The arithmetic example: GPT-4 can often multiply two five-digit numbers. It fails reliably on twelve-digit numbers, even though the multiplication algorithm is identical. The model approximates from learned patterns; it does not execute algorithms. Multi-digit arithmetic is harder for LLMs than for a 1970s calculator.

This is not a bug to be patched. The transformer architecture is a pattern matcher of extraordinary sophistication. Pattern matching at sufficient scale produces behaviour that looks like reasoning. But pattern matching and algorithmic reasoning are not the same thing, and the difference becomes visible precisely in the cases that matter most — novel, high-stakes situations without prior examples.

No persistent memory

An LLM has no memory between conversations. Each new session starts with blank context. It does not know you from previous interactions unless that history is explicitly injected into the context window. Within a long conversation, early content is eventually pushed out of the window and forgotten entirely.

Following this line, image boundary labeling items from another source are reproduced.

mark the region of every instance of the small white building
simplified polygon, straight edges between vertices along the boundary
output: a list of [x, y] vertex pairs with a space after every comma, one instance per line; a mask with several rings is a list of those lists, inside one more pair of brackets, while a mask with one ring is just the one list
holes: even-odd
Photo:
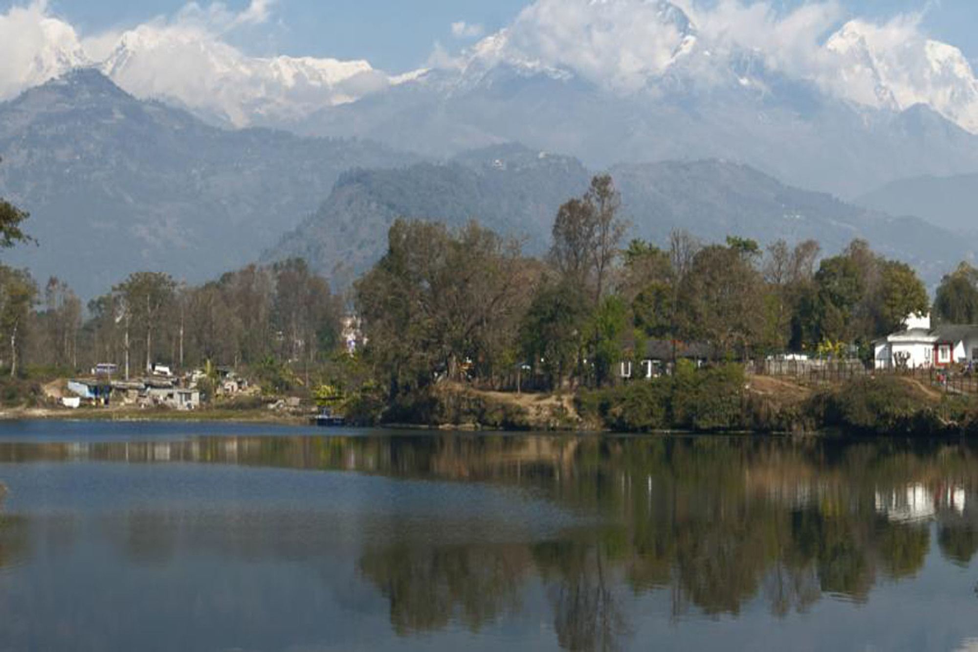
[[911, 315], [904, 330], [874, 343], [876, 369], [928, 369], [978, 362], [978, 326], [932, 326], [930, 315]]

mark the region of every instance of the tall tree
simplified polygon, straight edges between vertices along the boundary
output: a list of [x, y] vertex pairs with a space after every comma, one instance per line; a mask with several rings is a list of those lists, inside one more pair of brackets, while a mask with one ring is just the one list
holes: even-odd
[[880, 274], [880, 320], [873, 335], [892, 333], [910, 314], [926, 314], [930, 309], [927, 289], [906, 262], [885, 260]]
[[700, 250], [681, 292], [684, 333], [711, 342], [721, 353], [749, 353], [763, 330], [762, 288], [752, 254], [737, 246]]
[[[0, 159], [3, 163], [3, 159]], [[22, 228], [30, 214], [0, 197], [0, 248], [10, 249], [18, 243], [34, 242]]]
[[945, 276], [937, 289], [934, 310], [945, 323], [978, 323], [978, 269], [962, 262]]
[[[368, 351], [391, 396], [462, 378], [462, 363], [491, 367], [496, 333], [518, 322], [527, 296], [519, 244], [472, 222], [398, 219], [387, 254], [356, 287]], [[470, 361], [470, 362], [469, 362]]]
[[76, 368], [81, 301], [67, 283], [51, 277], [44, 288], [44, 307], [51, 361], [58, 367]]
[[153, 334], [160, 328], [162, 309], [173, 300], [176, 282], [162, 272], [135, 272], [117, 290], [127, 317], [146, 334], [146, 372], [153, 373]]
[[11, 378], [20, 370], [24, 330], [36, 296], [37, 286], [26, 271], [0, 266], [0, 331], [9, 345]]

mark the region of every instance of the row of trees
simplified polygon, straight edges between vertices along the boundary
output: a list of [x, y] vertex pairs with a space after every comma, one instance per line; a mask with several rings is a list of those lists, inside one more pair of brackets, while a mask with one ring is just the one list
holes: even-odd
[[596, 177], [557, 210], [544, 259], [476, 222], [396, 221], [387, 254], [355, 289], [368, 358], [391, 396], [438, 378], [511, 385], [526, 366], [551, 388], [600, 386], [649, 340], [709, 343], [738, 359], [843, 344], [865, 353], [929, 308], [913, 269], [861, 240], [827, 257], [814, 241], [762, 250], [685, 232], [665, 248], [626, 244], [620, 207], [611, 178]]
[[[29, 240], [25, 218], [0, 201], [0, 246]], [[626, 243], [628, 226], [607, 175], [559, 207], [542, 258], [474, 221], [396, 220], [386, 255], [352, 292], [370, 343], [361, 359], [388, 398], [439, 378], [601, 386], [652, 340], [702, 342], [737, 359], [838, 354], [843, 344], [867, 352], [906, 315], [929, 308], [912, 268], [861, 240], [823, 257], [814, 241], [762, 250], [739, 237], [710, 244], [676, 232], [665, 247]], [[343, 300], [293, 259], [195, 287], [137, 272], [86, 307], [63, 280], [40, 290], [25, 271], [0, 266], [0, 366], [308, 369], [336, 348]], [[950, 274], [935, 311], [978, 321], [978, 270], [962, 264]]]
[[124, 377], [156, 363], [291, 365], [308, 369], [338, 342], [342, 302], [299, 259], [250, 265], [200, 286], [136, 272], [90, 301], [68, 285], [43, 291], [23, 270], [0, 266], [0, 365], [50, 373], [119, 365]]

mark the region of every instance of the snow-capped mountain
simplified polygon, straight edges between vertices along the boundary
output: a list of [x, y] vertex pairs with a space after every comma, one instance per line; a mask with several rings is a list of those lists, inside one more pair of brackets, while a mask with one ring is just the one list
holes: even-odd
[[17, 7], [0, 16], [0, 99], [92, 64], [70, 25]]
[[844, 197], [978, 170], [959, 50], [910, 23], [752, 7], [537, 0], [450, 65], [291, 128], [440, 157], [517, 141], [596, 167], [719, 158]]
[[101, 70], [137, 97], [171, 101], [235, 126], [294, 119], [392, 83], [366, 61], [246, 57], [194, 31], [152, 26], [122, 34]]

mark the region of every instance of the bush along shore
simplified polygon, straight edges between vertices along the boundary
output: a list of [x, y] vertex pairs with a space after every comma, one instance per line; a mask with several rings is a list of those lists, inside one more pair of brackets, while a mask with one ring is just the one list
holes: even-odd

Workarounds: external vector databases, conversation summarisation pipelines, user profile stores that retrieve and inject relevant history. These are infrastructure layers sitting outside the model — they approximate persistent memory but are not equivalent to it.

Calibration: confident when wrong

Calibration is the correspondence between expressed confidence and actual accuracy. A well-calibrated model that says "I am 80% confident" should be right about 80% of the time. LLMs are often poorly calibrated — expressing the same fluent confidence whether stating a well-established fact or confabulating a detail outside their training distribution.

The dangerous failure mode: the model is most likely to be confidently wrong on precisely the inputs where you most need it to flag uncertainty — obscure facts, recent events, domain-specific technical details. The model doesn't know what it doesn't know, and it doesn't sound different when it doesn't.

Bias and representation failures

LLMs trained on internet-scale text inherit the biases present in that text — skewed toward Western, English-language, majority-group perspectives. Measurable performance disparities by race, gender, nationality, and language are well-documented in the research literature.

Mitigation through RLHF and Constitutional AI has reduced the most obvious surface-level failures but has not eliminated them — and mitigation itself can introduce new failure modes, such as over-cautious refusals that disproportionately affect minority groups seeking information about their own communities.


LLMs in the Wild — Real-World Applications by Domain

Software development

Software development is the domain where LLM productivity gains are best-evidenced and most immediately measurable.

  • Code completion and generation: GitHub Copilot, Cursor, Replit Ghostwriter. A randomised controlled trial by GitHub found a 55% task completion speed increase for developers using Copilot on well-defined tasks. Copilot is estimated to write 40–50% of code in repositories where it is actively used.

  • Code review and bug detection: identifying logical errors, security vulnerabilities (SQL injection, buffer overflows, insecure random number generation), and style violations at the pull request stage.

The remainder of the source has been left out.